To address this, the Government appointed the Patent Enquiry Committee (1949) and later the Justice N. Rajagopala Ayyangar Committee (1959). The Ayyangar Report was very influential. It recommended that India should allow only process patents (not product patents) in food, medicine, and chemicals. The reason was to prevent foreign companies from creating monopolies over essential goods and to encourage Indian industries to produce medicines at affordable prices.
Patents Act, 1970
Based on the Ayyangar Report, the Patents Act, 1970 was enacted (effective from 1972). It replaced the 1911 Act. The 1970 Act introduced several changes:
- Allowed product patents in most fields but not in food, medicines, and chemicals.
- Only process patents were allowed in those sensitive areas.
- The duration of patents was fixed at 14 years, but only 7 years for drugs and food patents.
This system helped Indian pharmaceutical companies to produce cheap generic medicines and made India self-reliant in medicine production.
TRIPS and Amendments
In 1995, India became a member of the World Trade Organization (WTO) and was required to follow the TRIPS Agreement (Trade-Related Aspects of Intellectual Property Rights). TRIPS required India to provide both product and process patents in all fields.
Thus, the Patents Act was amended in three stages:
- 1999 Amendment: Introduced “mailbox applications” (to hold product patent applications until law changed) and “exclusive marketing rights.”
- 2002 Amendment: Patent duration was fixed at 20 years for all inventions.
- 2005 Amendment: Allowed product patents in all areas, including food and medicine. This was a major shift in Indian patent law.
Case Laws
- Bishwanath Prasad Radhey Shyam v. Hindustan Metal Industries (1979 SC):
Supreme Court held that a patent is granted only for a true invention, not for minor changes that any skilled person could make. - Novartis AG v. Union of India (2013 SC):
Novartis applied for a patent on its cancer drug Glivec. The Court rejected it under Section 3(d), saying there was no significant enhancement of efficacy. This case highlighted India’s strict standard for pharmaceutical patents. - Monsanto Technology v. Nuziveedu Seeds (2018 SC):
Concerned Bt cotton seeds. The Court stressed balancing patent rights with public interest, especially in agriculture.
Conclusion on Concept
The concept of patents is thus a balance between rewarding inventors and serving society. India’s patent system has evolved from colonial laws that favoured foreign patentees to a system that today complies with international standards under TRIPS, while still protecting public health and interest.
FAQ
Q1. Define a Patent. Explain the essential requirements of an invention under the Patents Act, 1970.
Answer:
A patent is an exclusive right given by the Government to an inventor to make, use, and sell his invention. According to Section 2(1)(j), an invention must be (i) new, (ii) involve an inventive step, and (iii) be capable of industrial application.
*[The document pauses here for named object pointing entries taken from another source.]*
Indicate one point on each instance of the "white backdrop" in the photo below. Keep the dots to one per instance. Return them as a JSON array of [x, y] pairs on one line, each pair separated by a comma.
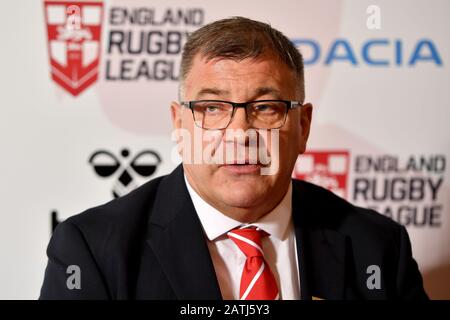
[[380, 135]]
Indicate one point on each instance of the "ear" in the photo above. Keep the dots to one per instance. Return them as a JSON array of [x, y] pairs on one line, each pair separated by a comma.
[[176, 113], [305, 125]]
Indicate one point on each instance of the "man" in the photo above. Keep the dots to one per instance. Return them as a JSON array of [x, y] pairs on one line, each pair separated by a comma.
[[228, 229]]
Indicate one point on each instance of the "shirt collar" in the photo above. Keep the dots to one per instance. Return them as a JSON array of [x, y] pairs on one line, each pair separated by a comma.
[[216, 224]]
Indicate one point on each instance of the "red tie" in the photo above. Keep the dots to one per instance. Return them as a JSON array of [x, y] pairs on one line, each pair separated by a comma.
[[257, 281]]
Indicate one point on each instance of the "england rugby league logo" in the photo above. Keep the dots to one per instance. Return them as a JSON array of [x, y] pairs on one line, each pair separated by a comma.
[[328, 169], [73, 33]]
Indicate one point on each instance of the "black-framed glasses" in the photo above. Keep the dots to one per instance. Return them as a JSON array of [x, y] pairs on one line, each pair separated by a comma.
[[260, 114]]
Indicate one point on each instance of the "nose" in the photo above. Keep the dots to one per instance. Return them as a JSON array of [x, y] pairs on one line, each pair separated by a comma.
[[239, 120]]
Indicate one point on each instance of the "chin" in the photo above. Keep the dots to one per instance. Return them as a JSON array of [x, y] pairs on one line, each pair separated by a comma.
[[244, 198]]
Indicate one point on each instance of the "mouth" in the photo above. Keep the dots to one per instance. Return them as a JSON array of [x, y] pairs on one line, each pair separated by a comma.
[[245, 168]]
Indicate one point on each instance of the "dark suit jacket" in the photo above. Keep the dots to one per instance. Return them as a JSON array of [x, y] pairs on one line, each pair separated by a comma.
[[150, 244]]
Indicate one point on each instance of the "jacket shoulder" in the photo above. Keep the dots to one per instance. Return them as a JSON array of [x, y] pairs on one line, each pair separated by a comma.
[[329, 210]]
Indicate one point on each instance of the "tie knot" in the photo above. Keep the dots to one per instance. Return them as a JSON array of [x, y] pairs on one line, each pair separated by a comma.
[[248, 239]]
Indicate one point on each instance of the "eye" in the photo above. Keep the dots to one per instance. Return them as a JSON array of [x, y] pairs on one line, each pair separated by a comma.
[[213, 109]]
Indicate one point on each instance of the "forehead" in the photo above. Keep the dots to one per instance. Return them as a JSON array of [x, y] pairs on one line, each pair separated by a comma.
[[240, 78]]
Novelty means the invention has not been disclosed before; inventive step means it is not obvious to a skilled person; and industrial application means it is useful in industry.
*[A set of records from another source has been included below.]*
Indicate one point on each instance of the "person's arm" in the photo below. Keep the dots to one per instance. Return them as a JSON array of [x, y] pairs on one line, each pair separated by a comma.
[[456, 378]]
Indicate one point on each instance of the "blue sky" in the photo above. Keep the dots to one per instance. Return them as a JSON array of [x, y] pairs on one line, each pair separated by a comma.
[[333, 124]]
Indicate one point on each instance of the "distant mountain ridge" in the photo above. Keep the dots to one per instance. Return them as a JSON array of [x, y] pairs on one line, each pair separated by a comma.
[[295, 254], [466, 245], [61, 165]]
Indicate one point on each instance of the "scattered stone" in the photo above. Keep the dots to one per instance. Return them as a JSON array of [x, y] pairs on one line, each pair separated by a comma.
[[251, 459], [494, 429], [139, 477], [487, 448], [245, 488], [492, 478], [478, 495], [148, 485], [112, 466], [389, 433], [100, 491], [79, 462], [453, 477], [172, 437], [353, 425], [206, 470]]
Q2. Trace the history of Patent Law in India.
Answer:
Patent law in India began with Act VI of 1856, modeled on British law. Later, Act XV of 1859 improved the system. The Indian Patents and Designs Act, 1911, consolidated the law. After independence, the Ayyangar Committee (1959) recommended restricting product patents in food and medicine. Based on this, the Patents Act, 1970 was passed, allowing only process patents in those fields. Later amendments in 1999, 2002, and 2005 brought India in line with TRIPS, making patents available in all fields with a uniform term of 20 years.